My earliest creative memory is of visiting the Natural History Museum when I was 5. I got bought a fold out poster of all the dinosaurs and went home and drew them all. My mother told me I should be an artist and I guess it sank in… Though I wanted to be an archeologist before an artist!

TheFableists: What, or who, inspires your day-to-day work?

AP: I’m a Culture junkie, so inspiration comes from everywhere, old Ladybird books, Graphis annuals, record covers, music, films… But a big percentage of my inspiration comes from my family. My kids are bursting with ideas and it’s hard to compete! And many of my ideas come to me when I’m walking my dog along the East Sussex cliffs!

TheFableists: Would you say you draw everyday?

AP: I definitely make things everyday, not necessarily always with a pencil, sometimes ink, sometimes Gocco prints, screen prints but mostly stuff on the computer, sadly.

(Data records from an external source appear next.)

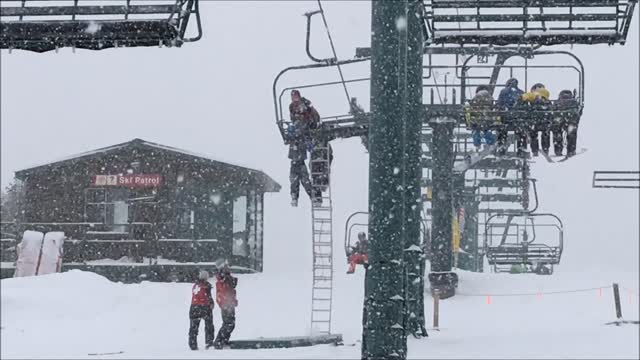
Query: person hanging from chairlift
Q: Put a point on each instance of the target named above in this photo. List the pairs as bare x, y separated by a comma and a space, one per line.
201, 309
320, 169
538, 99
482, 101
304, 118
542, 269
566, 101
507, 99
227, 301
359, 254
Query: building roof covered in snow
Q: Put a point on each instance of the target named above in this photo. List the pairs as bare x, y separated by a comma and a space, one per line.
144, 152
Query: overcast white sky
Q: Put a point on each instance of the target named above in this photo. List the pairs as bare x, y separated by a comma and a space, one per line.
214, 97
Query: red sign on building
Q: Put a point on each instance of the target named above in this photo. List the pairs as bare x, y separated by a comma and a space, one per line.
128, 180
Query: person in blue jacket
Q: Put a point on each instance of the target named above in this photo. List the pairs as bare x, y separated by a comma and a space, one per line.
508, 98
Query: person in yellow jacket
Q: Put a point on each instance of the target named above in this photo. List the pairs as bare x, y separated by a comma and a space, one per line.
538, 99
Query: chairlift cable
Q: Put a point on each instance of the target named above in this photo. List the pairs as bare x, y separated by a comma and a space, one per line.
335, 56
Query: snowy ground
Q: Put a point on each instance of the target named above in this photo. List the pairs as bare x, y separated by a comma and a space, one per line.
73, 314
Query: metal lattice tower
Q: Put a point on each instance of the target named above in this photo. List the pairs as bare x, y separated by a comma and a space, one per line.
321, 217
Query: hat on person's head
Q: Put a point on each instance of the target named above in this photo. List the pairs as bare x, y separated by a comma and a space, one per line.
543, 92
537, 86
481, 88
203, 275
566, 94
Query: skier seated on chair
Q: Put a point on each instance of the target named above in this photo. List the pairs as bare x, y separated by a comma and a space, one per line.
542, 269
538, 100
304, 118
227, 301
201, 309
507, 99
566, 101
359, 253
481, 102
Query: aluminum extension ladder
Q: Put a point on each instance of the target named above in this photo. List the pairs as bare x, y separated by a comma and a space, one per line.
321, 217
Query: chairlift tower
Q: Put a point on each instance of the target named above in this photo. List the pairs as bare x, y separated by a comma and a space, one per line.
490, 25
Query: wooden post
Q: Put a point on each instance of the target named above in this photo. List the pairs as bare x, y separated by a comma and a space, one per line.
436, 309
616, 298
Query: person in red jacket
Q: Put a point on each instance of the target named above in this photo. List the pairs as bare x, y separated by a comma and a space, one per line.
359, 253
226, 299
201, 308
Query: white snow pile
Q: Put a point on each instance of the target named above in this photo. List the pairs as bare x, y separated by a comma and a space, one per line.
73, 314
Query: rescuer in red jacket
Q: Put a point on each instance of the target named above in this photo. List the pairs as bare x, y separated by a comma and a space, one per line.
226, 299
201, 308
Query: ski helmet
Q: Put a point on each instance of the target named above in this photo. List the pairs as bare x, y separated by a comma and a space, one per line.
203, 275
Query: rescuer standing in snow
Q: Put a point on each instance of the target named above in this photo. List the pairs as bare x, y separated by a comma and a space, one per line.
201, 308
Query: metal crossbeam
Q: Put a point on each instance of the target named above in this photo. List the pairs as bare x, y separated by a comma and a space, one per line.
616, 179
322, 233
40, 27
87, 10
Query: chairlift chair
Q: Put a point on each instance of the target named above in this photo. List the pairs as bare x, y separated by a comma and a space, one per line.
518, 242
527, 22
86, 24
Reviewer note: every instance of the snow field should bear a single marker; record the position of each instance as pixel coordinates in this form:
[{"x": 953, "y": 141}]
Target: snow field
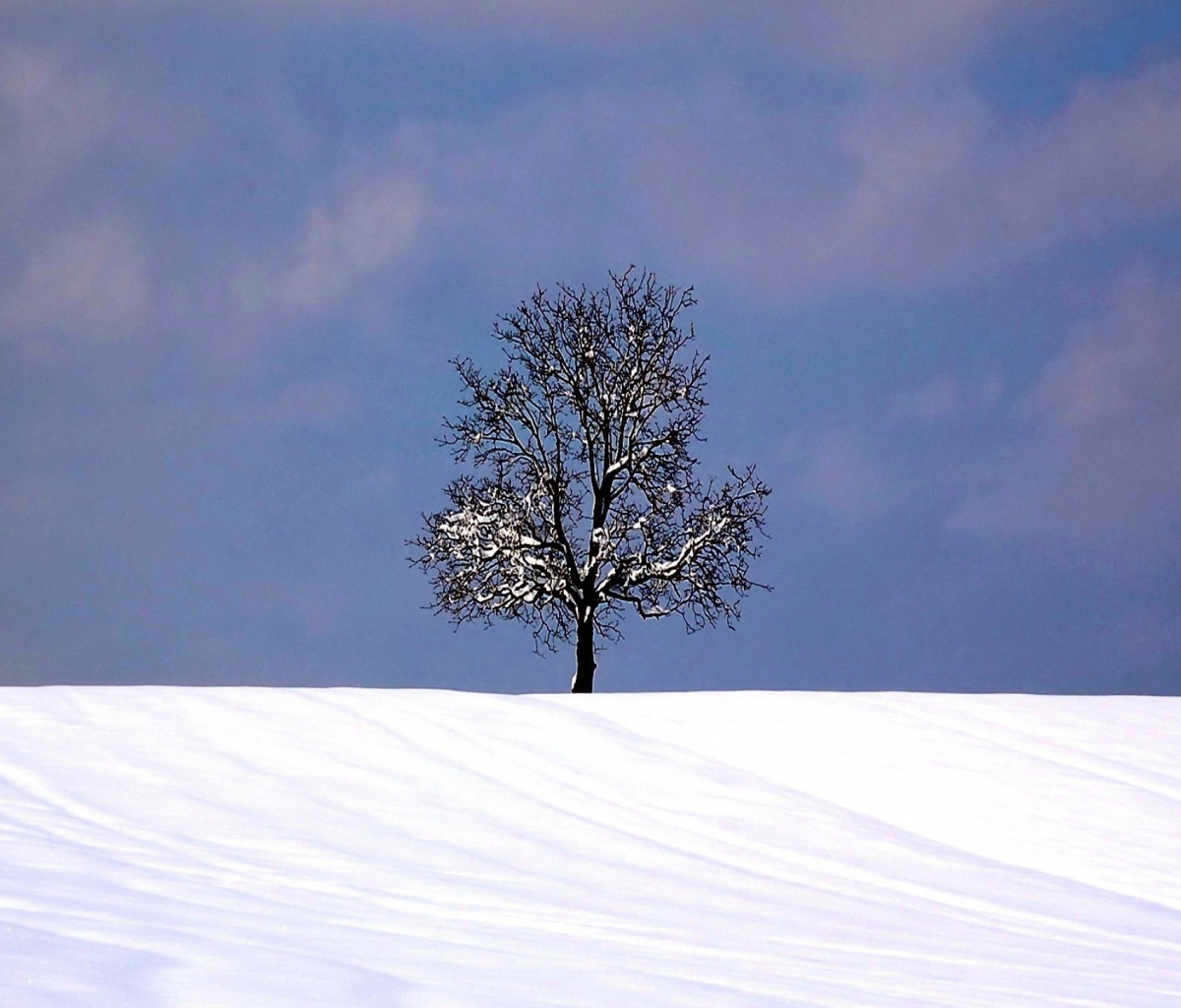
[{"x": 346, "y": 848}]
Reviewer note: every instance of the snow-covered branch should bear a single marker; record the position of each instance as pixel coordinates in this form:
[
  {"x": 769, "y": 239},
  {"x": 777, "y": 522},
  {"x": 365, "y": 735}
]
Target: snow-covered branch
[{"x": 590, "y": 506}]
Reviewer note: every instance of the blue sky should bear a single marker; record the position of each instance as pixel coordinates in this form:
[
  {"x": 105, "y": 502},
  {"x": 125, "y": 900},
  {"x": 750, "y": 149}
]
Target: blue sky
[{"x": 938, "y": 258}]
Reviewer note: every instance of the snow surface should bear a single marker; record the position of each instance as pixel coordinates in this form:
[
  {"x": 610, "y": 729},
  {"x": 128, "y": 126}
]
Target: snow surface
[{"x": 266, "y": 848}]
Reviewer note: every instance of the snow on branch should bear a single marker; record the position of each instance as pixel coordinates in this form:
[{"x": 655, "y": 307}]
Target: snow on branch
[{"x": 589, "y": 505}]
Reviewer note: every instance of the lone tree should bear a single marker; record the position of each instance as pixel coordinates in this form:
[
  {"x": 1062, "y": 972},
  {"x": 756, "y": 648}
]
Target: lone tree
[{"x": 589, "y": 505}]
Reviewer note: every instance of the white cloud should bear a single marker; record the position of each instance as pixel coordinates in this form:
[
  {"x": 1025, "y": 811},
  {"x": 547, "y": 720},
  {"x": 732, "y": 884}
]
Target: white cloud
[
  {"x": 89, "y": 282},
  {"x": 901, "y": 189},
  {"x": 366, "y": 228},
  {"x": 1098, "y": 459},
  {"x": 50, "y": 118}
]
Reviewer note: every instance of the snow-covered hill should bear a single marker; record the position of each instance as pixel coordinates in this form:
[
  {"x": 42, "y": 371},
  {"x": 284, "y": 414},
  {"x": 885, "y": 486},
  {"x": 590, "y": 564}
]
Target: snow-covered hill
[{"x": 337, "y": 849}]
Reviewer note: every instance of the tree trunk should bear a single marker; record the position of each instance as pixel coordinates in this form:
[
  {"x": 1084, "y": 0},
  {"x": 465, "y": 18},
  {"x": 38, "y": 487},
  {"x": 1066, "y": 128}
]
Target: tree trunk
[{"x": 584, "y": 676}]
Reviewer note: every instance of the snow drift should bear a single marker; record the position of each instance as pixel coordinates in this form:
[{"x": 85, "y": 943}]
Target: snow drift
[{"x": 280, "y": 848}]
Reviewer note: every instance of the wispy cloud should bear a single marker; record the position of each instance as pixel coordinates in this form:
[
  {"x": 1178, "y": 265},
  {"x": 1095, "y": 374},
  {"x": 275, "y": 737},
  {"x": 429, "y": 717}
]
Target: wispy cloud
[
  {"x": 1098, "y": 459},
  {"x": 88, "y": 282}
]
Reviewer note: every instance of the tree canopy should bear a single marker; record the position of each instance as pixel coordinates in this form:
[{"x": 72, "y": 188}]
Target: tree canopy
[{"x": 584, "y": 502}]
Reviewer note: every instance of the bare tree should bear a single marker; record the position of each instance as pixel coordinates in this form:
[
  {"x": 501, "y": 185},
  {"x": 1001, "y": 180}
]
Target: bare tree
[{"x": 589, "y": 505}]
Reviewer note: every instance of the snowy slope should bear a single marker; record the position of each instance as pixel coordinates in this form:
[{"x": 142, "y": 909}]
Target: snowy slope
[{"x": 265, "y": 848}]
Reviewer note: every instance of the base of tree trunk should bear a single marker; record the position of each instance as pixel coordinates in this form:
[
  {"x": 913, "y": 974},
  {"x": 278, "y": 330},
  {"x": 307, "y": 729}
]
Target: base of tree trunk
[{"x": 584, "y": 676}]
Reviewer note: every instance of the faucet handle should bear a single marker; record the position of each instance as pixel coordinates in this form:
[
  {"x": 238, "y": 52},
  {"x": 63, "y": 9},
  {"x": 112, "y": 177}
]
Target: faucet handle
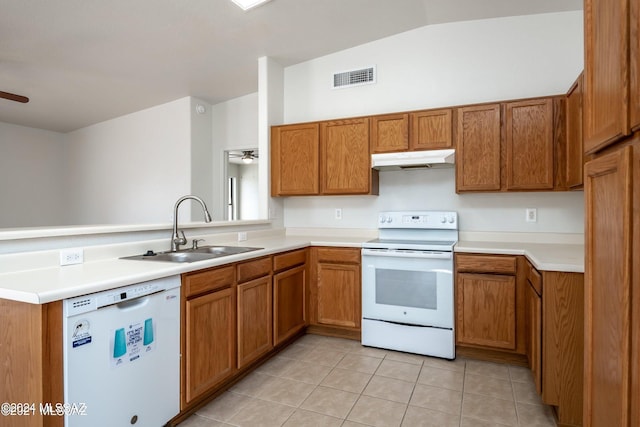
[{"x": 180, "y": 240}]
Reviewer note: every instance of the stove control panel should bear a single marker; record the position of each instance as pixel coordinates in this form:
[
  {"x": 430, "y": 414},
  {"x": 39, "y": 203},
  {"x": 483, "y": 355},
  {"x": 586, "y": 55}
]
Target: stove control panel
[{"x": 419, "y": 219}]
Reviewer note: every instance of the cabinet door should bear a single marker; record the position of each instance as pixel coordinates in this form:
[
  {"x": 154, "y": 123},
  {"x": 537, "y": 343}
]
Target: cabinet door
[
  {"x": 534, "y": 335},
  {"x": 606, "y": 73},
  {"x": 295, "y": 165},
  {"x": 575, "y": 157},
  {"x": 529, "y": 141},
  {"x": 609, "y": 205},
  {"x": 563, "y": 344},
  {"x": 478, "y": 148},
  {"x": 389, "y": 133},
  {"x": 338, "y": 295},
  {"x": 254, "y": 320},
  {"x": 289, "y": 289},
  {"x": 486, "y": 310},
  {"x": 346, "y": 159},
  {"x": 210, "y": 331},
  {"x": 634, "y": 56},
  {"x": 431, "y": 130}
]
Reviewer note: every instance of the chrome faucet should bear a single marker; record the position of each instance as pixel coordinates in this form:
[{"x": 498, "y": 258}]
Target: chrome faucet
[{"x": 176, "y": 240}]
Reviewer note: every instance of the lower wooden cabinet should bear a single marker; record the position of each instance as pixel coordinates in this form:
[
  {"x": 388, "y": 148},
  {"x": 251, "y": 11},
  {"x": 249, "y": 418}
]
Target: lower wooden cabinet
[
  {"x": 486, "y": 310},
  {"x": 254, "y": 320},
  {"x": 534, "y": 324},
  {"x": 612, "y": 288},
  {"x": 289, "y": 288},
  {"x": 31, "y": 360},
  {"x": 336, "y": 288},
  {"x": 563, "y": 344},
  {"x": 209, "y": 328},
  {"x": 487, "y": 302}
]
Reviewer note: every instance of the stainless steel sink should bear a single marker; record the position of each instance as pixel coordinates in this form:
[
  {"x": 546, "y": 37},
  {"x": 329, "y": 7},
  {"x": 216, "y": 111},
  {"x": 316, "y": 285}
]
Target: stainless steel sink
[
  {"x": 223, "y": 250},
  {"x": 192, "y": 255}
]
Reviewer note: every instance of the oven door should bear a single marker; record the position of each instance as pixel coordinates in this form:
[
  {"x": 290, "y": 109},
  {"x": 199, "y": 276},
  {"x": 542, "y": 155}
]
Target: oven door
[{"x": 409, "y": 287}]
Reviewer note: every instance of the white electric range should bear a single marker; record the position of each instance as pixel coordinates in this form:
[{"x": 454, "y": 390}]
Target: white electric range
[{"x": 407, "y": 283}]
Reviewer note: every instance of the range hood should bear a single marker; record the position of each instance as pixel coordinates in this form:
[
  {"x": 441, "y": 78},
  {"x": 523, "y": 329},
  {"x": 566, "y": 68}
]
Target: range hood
[{"x": 413, "y": 159}]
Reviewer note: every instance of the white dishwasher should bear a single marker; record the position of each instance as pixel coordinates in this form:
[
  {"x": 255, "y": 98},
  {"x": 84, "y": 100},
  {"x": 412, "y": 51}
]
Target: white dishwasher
[{"x": 122, "y": 356}]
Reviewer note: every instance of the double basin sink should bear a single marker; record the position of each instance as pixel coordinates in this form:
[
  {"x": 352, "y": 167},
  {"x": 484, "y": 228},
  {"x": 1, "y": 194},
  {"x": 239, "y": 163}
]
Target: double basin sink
[{"x": 191, "y": 255}]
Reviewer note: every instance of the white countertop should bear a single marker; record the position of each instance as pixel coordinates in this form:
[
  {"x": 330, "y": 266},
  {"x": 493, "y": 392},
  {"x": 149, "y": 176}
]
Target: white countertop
[
  {"x": 48, "y": 284},
  {"x": 543, "y": 256},
  {"x": 43, "y": 285}
]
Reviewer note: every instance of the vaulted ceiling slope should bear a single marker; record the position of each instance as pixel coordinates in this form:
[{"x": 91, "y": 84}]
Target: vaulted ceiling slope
[{"x": 85, "y": 61}]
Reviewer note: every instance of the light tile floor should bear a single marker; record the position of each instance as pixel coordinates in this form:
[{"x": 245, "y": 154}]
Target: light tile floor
[{"x": 322, "y": 381}]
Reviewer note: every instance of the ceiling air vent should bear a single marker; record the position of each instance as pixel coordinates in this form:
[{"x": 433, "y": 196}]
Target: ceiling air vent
[{"x": 352, "y": 78}]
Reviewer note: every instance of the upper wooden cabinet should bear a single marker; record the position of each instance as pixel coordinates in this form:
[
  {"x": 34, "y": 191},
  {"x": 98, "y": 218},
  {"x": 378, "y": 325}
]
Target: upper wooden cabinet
[
  {"x": 532, "y": 157},
  {"x": 418, "y": 130},
  {"x": 295, "y": 161},
  {"x": 389, "y": 133},
  {"x": 529, "y": 144},
  {"x": 575, "y": 157},
  {"x": 611, "y": 89},
  {"x": 478, "y": 148},
  {"x": 341, "y": 147},
  {"x": 431, "y": 129},
  {"x": 346, "y": 158}
]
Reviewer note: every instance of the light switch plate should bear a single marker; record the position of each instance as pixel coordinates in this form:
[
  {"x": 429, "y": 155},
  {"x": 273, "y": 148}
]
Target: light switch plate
[
  {"x": 532, "y": 215},
  {"x": 71, "y": 256}
]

TheFableists: Where are we most likely to find your work? Is it mostly in the medium of advertising, magazine, print work or online?

AP: I’m a kind of jack-of-all-master-of-none kind of character so I have done editorial for people like GQ and New Scientist, tees for companies like 2K by Gingham, stacks of screen prints with people like Print Club London and Unlimited Editions, done some apps with School Of Happy and kids illustrations with Okido Magazine. It suits me fine to work in many different mediums as it would drive me insane to do the same thing again and again just because it was successful. I would rather try new things and fail than repeat myself and succeed.

TheFableists: What were your inspirations behind the designs you created for us?

AP: The inspirations for the designs I made come from long held beliefs I have that fit right alongside those of the Fableists.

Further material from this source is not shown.